Category Archives: Patriarchy

Hot Air

Pocket Feminism

Do the dearth of pockets in women’s pants and the traditional expectation that a woman should carry a purse serve to keep our sisteren under the thumb of the patriarchy?

That’s what writer Becky Havens says on Feminspire. Funny thing is she admits she’s being somewhat, well, funny about the whole deal. But in her humor there’s truth.

Men’s pants often do come with more pockets than than an explorer in the Brazilian rain forest would need. Me? My pockets are always stuffed. I carry a handkerchief, a wallet for my dough, credit cards and IDs, another wallet for business cards, my Prius smart key, some guitar picks, a flash drive, a worry stone, a pocket knife, a telephone, a small notebook, and a pen and a pencil (mechanical, of course). I cannot leave the house without all these things in their proper pockets, but now we’re getting into one of my neuroses and that’s a topic for another post.

Anyway, I feel free when I carry all these things. And I don’t have to worry that some street hoodlum will try to snatch a bag carrying all them right off my shoulder. I am self-sufficient when my pockets are properly filled. The cool thing is, all this is on me every moment I’m out of the house. Note that: On me.

Pocket Knife

I’m Naked Without This On Me

Those tools and accoutrements are part of me. Conceivably, I’ll be dependent on no one, no matter what emergency might arise, up to and including the need for a life-saving strum of some guitar.

Now, a woman can be equally self-sufficient if she loads up her purse with such implements. Yet few women I know carry a pocket knife. Why? My guess is equipping one’s self in this manner would make the carrying woman more free.

I’m not joking. Women’s paraphernalia includes compacts, lipsticks, mascara — in other words beauty stuff. If a man (at least this man) faces a dire need of some sort, he might need a screwdriver, a knife blade, or some prying tool, all of which and more come neatly folded in my pocket knife. So a woman’s dire needs are cosmetic and a man’s urgencies demand problem-solving equipment. At least according to our sex-typed expectations.

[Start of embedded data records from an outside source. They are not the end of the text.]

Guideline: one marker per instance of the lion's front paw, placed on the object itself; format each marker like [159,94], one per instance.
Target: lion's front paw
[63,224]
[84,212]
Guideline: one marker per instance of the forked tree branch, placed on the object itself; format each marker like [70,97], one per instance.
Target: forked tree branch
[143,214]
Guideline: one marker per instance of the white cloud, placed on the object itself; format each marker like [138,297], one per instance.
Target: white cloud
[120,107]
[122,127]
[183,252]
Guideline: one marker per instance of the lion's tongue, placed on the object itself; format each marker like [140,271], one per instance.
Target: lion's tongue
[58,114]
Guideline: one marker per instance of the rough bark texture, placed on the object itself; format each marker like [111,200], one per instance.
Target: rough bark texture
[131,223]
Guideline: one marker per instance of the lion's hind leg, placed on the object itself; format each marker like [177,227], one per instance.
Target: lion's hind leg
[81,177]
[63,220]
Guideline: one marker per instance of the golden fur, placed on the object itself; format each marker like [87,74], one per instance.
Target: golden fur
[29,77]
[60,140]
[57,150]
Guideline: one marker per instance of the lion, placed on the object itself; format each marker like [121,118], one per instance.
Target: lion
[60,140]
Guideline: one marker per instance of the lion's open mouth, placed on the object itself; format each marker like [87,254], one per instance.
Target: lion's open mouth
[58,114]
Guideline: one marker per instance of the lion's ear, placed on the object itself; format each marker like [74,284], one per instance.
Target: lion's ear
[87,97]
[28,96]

A woman, though, will be dependent on heroes and saviors should she find a screw lodged in her car tire or needs to tie something down with twine. Even if she is foresighted enough to carry a Swiss Army knife, it’ll be in her purse not in her pockets. Not on her. Not part of her.

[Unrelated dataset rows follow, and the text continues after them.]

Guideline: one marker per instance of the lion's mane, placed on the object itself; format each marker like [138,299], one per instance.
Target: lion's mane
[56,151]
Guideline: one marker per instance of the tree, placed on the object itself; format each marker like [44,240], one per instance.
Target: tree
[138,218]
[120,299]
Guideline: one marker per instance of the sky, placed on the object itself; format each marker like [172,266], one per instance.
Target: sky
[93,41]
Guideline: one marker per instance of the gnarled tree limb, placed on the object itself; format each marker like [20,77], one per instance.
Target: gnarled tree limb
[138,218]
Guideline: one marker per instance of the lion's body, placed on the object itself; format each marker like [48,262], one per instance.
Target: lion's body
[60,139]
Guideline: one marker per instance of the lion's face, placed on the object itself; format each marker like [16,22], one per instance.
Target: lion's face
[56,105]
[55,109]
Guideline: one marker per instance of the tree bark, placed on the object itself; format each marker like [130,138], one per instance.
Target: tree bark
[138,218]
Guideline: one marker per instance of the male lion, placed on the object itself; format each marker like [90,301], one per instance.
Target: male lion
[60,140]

That’s because she’s not expected to be a problem-solver. That’s what men are for. A woman’s choices of trousers and drawers are limited to reflect that. Pockets? Whaddya need pockets for, lady?

Pants

Nothing On Them

Again, no joke. Discuss.

[h/t to Jerry Boyle for the link.]

Us vs. Them

Let’s take a look at the evolution of the philosophical divide between Democrats and Republicans that has stalled Congress the last few years.

The Pew Research Center people have produced a series of charts showing how each party, at one time, had a more diverse membership in terms of liberal and conservative thought. As some 40 years years slipped by, the conservatives became exclusively Republican and the liberals solely Democrat.

Pew Research

Natural Selection? (Click Image For A Closer Look)

Notice how the Left/Right spectrum ends have separated? These days, we see that as evidence of the polarization in American thought.

The truth, though, is that we’ve been polarized all along. Yet somehow things got done. Before the great party shake-out of the 1970s, the Democratic party was peopled by a significant number of segregationists and anti-federal gov’t types from the South. And the Republicans actually had a progressive wing, including big name senators Charles Percy, Nelson Rockefeller, and (believe it or not) George Romney (Mitt’s daddy-o).

It seems logical that these philosophical kin should gather in one or the other appropriate party. Yet, back in those confusing days of the 1960s, say, the Left had to listen to the Right — and vice-versa — because they were all compelled to work together within each party. For instance, Dem congressional leadership had to twist arms and make deals with the Southern segregationists in order to get Civil Rights legislation passed.

Now, there’s zero reason for opposing sides to work together.